I recently audited my last 300 total hip and total knee procedures and was pleased to see that I have not had a single Deep Venous Thrombosis (DVT) in my practice (no known/clinical DVT – very small, sub-clinical inconsequential DVTs are theoretically possible).
This is very different situation to what things were like when I was an orthopaedic registrar (trainee), when clinical DVTs were relatively frequent after major hip or knee surgery. DVTs are potentially very dangerous as they can break off, travel through the veins and then lodge in the lungs causing a Pulmonary Embolus (PE). A large clot lodged in the lungs can be fatal.
This difference in DVT rate observed here is even more remarkable considering that I do not use any strong anticoagulants (such as Clexane, Heparin, Warfarin or Xarelto) in my practice, whereas DVTs still occurred fairly regularly despite chemical “prophylaxis” when I was a trainee.
While I’m sure that less-invasive surgery has a role to play here (Direct Anterior Approach for total hip replacement and Patient-Specific Instrumentation for total knee replacement), I think it would be unfair to my anaesthesia, medical, physiotherapy and nursing colleagues for me to claim all the credit as the surgeon.
Instead, I think the major other difference in my practice now, compared to my training years (apart from less invasive surgical techniques), is a vastly improved approach to anaesthesia and peri-operative pain control and medical management.
Patients who wake up from surgery without pain and without nausea are able to be stood out of bed within hours of surgery.

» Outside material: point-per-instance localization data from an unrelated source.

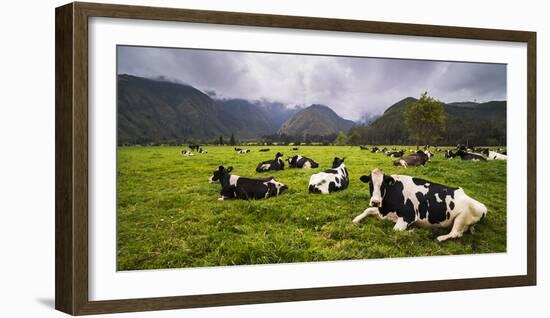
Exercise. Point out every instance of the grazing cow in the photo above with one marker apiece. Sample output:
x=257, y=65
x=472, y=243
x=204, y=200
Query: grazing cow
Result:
x=396, y=154
x=419, y=159
x=236, y=187
x=492, y=155
x=330, y=180
x=274, y=164
x=407, y=200
x=301, y=162
x=464, y=155
x=194, y=147
x=449, y=154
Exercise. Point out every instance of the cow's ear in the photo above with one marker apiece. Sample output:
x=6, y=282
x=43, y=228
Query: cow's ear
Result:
x=365, y=179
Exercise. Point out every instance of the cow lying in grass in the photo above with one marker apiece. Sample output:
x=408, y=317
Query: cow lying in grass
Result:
x=330, y=180
x=407, y=200
x=274, y=164
x=236, y=187
x=419, y=159
x=493, y=155
x=301, y=162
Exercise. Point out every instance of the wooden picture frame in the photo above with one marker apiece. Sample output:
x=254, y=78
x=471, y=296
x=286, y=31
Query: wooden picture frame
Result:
x=71, y=234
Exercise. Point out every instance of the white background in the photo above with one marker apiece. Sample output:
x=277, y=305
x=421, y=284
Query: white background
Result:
x=106, y=283
x=27, y=159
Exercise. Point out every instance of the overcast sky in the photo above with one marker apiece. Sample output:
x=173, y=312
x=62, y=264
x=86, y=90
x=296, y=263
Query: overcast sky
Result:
x=350, y=86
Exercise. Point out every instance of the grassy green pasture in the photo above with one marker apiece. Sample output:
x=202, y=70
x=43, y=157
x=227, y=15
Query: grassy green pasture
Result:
x=169, y=215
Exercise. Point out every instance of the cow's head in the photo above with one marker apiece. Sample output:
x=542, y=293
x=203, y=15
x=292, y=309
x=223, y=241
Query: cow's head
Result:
x=217, y=174
x=337, y=162
x=378, y=182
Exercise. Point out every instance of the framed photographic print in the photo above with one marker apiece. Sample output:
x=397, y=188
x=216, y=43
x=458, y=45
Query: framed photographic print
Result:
x=211, y=158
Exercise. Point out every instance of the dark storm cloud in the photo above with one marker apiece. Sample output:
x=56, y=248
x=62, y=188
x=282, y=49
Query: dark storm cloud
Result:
x=351, y=86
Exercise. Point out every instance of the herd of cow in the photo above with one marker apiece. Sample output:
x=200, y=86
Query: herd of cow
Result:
x=403, y=199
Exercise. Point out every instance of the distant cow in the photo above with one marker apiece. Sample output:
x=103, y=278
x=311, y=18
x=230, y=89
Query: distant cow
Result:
x=301, y=162
x=330, y=180
x=236, y=187
x=449, y=154
x=194, y=147
x=418, y=159
x=407, y=200
x=274, y=164
x=464, y=155
x=492, y=155
x=396, y=154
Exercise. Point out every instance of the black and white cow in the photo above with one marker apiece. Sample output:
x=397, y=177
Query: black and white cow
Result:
x=301, y=162
x=492, y=155
x=194, y=147
x=396, y=154
x=449, y=154
x=464, y=155
x=274, y=164
x=330, y=180
x=407, y=200
x=236, y=187
x=419, y=159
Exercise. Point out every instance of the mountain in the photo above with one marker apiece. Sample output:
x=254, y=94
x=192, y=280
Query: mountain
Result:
x=467, y=122
x=316, y=120
x=155, y=110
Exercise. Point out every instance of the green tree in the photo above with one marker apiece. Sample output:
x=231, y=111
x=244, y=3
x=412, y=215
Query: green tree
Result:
x=341, y=139
x=425, y=119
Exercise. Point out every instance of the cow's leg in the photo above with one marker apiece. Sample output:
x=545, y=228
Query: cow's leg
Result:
x=460, y=225
x=400, y=225
x=367, y=212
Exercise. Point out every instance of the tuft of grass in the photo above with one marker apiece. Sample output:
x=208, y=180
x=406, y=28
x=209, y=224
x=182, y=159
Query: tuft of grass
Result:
x=169, y=216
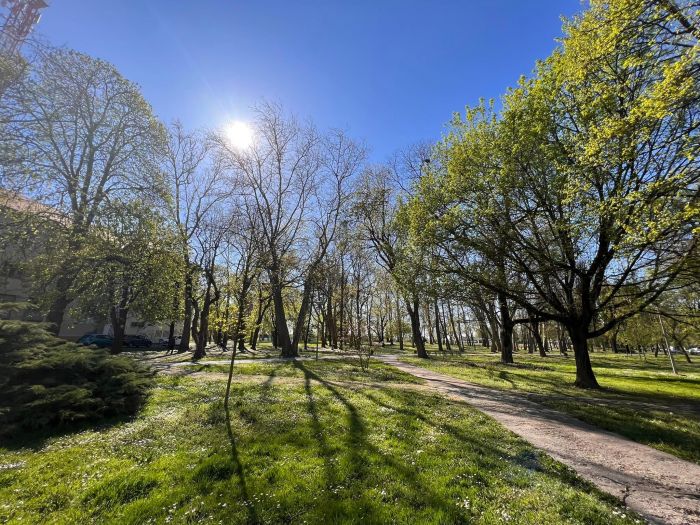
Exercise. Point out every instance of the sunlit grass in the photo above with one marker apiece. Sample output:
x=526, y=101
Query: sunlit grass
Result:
x=301, y=450
x=640, y=398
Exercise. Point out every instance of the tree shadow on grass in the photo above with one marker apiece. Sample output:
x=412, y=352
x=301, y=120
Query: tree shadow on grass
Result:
x=240, y=470
x=36, y=440
x=362, y=452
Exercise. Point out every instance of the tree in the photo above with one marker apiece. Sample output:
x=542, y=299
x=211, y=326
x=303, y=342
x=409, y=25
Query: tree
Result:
x=130, y=260
x=376, y=208
x=194, y=188
x=596, y=165
x=87, y=137
x=296, y=181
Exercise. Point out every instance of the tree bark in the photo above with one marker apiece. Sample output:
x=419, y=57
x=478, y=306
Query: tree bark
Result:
x=118, y=314
x=282, y=330
x=538, y=337
x=399, y=323
x=585, y=378
x=414, y=315
x=506, y=330
x=57, y=310
x=187, y=321
x=438, y=333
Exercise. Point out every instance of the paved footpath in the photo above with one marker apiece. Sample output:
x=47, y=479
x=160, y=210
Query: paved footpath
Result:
x=659, y=486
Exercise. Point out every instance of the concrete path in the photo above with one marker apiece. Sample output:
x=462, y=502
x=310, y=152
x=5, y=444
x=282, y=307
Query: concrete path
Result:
x=659, y=486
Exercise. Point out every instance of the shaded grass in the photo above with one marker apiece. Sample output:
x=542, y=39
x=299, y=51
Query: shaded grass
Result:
x=640, y=399
x=346, y=369
x=299, y=451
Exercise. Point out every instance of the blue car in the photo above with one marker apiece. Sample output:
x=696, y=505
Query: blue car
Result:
x=98, y=340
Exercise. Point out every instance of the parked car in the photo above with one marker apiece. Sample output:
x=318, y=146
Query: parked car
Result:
x=163, y=341
x=137, y=341
x=99, y=340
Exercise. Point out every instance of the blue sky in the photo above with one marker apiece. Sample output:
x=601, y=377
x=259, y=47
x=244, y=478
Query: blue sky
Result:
x=391, y=72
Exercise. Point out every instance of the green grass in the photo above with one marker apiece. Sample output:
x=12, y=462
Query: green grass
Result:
x=345, y=369
x=299, y=449
x=640, y=397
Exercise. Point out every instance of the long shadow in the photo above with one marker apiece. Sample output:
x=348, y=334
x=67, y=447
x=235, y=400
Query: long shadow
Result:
x=359, y=447
x=326, y=452
x=240, y=471
x=485, y=449
x=356, y=437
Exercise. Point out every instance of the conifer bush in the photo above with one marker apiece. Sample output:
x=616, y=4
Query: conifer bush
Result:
x=49, y=383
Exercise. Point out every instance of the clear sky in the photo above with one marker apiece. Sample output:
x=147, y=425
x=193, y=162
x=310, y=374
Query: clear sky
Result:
x=391, y=72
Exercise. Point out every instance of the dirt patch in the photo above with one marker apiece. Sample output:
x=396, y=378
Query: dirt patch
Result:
x=659, y=486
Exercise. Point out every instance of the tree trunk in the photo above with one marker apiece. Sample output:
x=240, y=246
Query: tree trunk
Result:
x=506, y=330
x=399, y=324
x=301, y=318
x=414, y=314
x=187, y=322
x=202, y=332
x=118, y=316
x=438, y=333
x=57, y=311
x=537, y=337
x=281, y=328
x=585, y=378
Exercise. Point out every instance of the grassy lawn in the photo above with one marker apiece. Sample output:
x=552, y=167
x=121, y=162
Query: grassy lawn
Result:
x=640, y=398
x=299, y=449
x=344, y=369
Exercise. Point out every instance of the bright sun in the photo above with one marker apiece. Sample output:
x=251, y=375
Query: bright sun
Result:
x=239, y=134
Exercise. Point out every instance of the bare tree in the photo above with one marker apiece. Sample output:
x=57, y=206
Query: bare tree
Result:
x=194, y=189
x=296, y=181
x=86, y=137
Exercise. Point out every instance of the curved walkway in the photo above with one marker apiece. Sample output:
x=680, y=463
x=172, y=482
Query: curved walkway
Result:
x=661, y=487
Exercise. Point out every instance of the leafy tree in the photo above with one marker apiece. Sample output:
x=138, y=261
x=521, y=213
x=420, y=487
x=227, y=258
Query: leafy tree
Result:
x=129, y=261
x=85, y=137
x=592, y=177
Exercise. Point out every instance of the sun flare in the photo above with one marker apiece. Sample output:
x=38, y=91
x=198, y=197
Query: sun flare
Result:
x=239, y=134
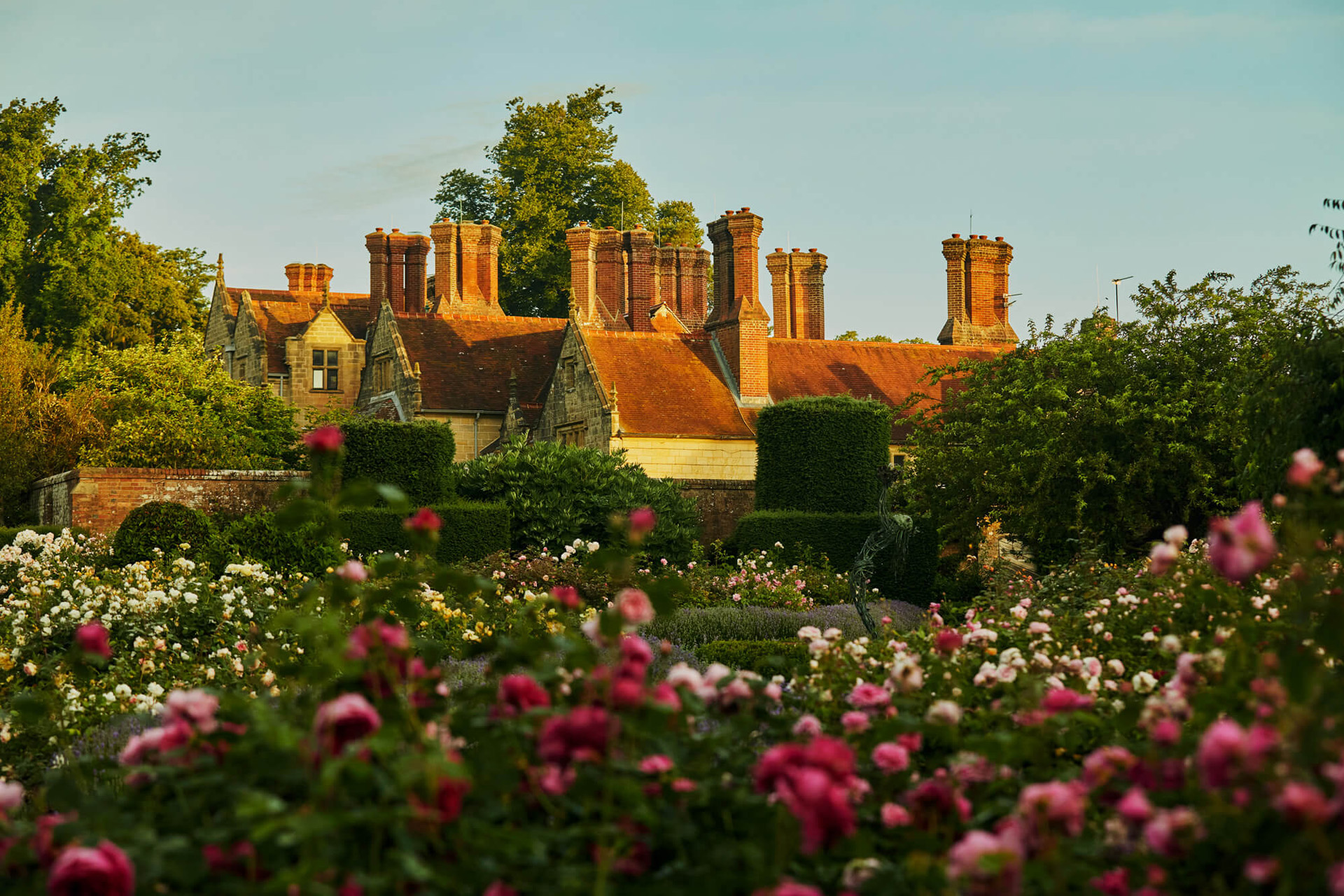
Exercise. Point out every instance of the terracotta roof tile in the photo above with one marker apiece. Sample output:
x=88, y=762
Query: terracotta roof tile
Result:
x=667, y=384
x=465, y=360
x=886, y=371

Patients who are not unnecessarily fasted for extended periods pre-op are not dehydrated or exhausted post op and are able to walk and participate in early physiotherapy.
Patients who receive expert nerve-blocks or targeted sensory nerve epidurals pre surgery don’t need opiate analgesia post op and don’t feel sick or constipated post surgery.

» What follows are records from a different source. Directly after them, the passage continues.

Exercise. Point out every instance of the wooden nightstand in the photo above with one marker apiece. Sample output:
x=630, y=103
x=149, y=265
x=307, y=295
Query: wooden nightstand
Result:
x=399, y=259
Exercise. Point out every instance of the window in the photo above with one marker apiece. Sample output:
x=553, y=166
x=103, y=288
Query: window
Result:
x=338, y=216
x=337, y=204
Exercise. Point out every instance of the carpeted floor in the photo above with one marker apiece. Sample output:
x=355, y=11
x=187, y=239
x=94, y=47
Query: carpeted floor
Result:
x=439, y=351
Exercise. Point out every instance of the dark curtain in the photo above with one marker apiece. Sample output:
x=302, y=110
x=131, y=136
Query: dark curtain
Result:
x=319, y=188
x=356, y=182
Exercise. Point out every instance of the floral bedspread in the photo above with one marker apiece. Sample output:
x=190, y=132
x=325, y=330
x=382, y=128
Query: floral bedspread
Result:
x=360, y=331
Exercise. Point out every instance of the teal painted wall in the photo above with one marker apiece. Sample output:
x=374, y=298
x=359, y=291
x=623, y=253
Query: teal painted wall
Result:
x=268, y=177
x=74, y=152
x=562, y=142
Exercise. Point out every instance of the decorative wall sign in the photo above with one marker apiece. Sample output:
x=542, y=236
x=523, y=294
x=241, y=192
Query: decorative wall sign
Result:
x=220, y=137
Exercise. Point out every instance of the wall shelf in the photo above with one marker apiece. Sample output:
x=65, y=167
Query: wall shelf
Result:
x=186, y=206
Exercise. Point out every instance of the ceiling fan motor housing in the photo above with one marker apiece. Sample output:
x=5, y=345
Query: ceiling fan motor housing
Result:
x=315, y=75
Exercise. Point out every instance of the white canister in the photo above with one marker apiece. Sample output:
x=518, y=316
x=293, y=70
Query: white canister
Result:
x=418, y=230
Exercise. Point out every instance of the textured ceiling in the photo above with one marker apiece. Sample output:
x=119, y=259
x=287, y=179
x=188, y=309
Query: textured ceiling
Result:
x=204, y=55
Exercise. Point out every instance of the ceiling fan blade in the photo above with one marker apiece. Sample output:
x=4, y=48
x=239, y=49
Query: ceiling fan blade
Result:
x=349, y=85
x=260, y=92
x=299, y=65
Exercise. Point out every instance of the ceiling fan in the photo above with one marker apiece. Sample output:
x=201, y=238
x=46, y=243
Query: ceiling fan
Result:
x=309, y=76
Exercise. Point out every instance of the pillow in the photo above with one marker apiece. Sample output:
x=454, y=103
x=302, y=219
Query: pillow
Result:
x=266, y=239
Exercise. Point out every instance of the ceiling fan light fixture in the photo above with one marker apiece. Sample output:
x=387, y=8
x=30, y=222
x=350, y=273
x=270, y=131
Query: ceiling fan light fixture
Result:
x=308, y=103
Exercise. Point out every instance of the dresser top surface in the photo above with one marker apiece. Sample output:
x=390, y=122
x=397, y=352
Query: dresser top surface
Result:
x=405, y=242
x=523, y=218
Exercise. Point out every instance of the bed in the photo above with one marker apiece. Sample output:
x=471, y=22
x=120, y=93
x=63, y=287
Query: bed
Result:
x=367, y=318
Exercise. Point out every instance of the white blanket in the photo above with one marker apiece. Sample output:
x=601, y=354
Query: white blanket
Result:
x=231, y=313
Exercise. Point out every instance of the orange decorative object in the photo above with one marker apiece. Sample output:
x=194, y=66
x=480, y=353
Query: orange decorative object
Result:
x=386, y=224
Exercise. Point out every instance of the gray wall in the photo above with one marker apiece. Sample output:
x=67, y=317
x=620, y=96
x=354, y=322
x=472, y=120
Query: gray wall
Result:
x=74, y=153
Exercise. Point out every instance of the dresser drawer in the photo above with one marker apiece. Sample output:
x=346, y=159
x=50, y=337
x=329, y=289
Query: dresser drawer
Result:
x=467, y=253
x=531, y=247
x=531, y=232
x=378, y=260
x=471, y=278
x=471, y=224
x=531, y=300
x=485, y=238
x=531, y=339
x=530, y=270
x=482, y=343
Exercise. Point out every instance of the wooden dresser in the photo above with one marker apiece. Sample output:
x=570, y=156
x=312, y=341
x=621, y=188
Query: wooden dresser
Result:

My practice places enormous emphasis on an “Enhanced Recovery” outlook in which patients are expected to be dressed in normal clothes, up and out of bed and ambulant within hours of surgery.
The physiotherapists and nurses are on board our goal of getting patients independent and home as soon as possible after surgery rather than to inpatient rehab.
This team approach and emphasis on rapid recovery and short hospital stay lets me avoid strong anticoagulants (we give only low dose Aspirin instead of strong anticoagulants) and still achieve a ZERO (to the best of my knowledge) clinical DVT rate post op.
Avoidance of strong anticoagulants also the risk of iatrogenic bleeding associated with those drugs and patient satisfaction is also improved when patients aren’t told that they need to give themselves needles every day.
It is possible to have a hip and knee arthroplasty practice with a zero or extremely low DVT rate.
You just need to use less invasive surgical techniques and have excellent anaesthesia, medical, nursing and physiotherapy teams to ensure that your patients have very little pain, no nausea, and are guided to a short hospital stay with discharge home to independent living as soon as possible post surgery.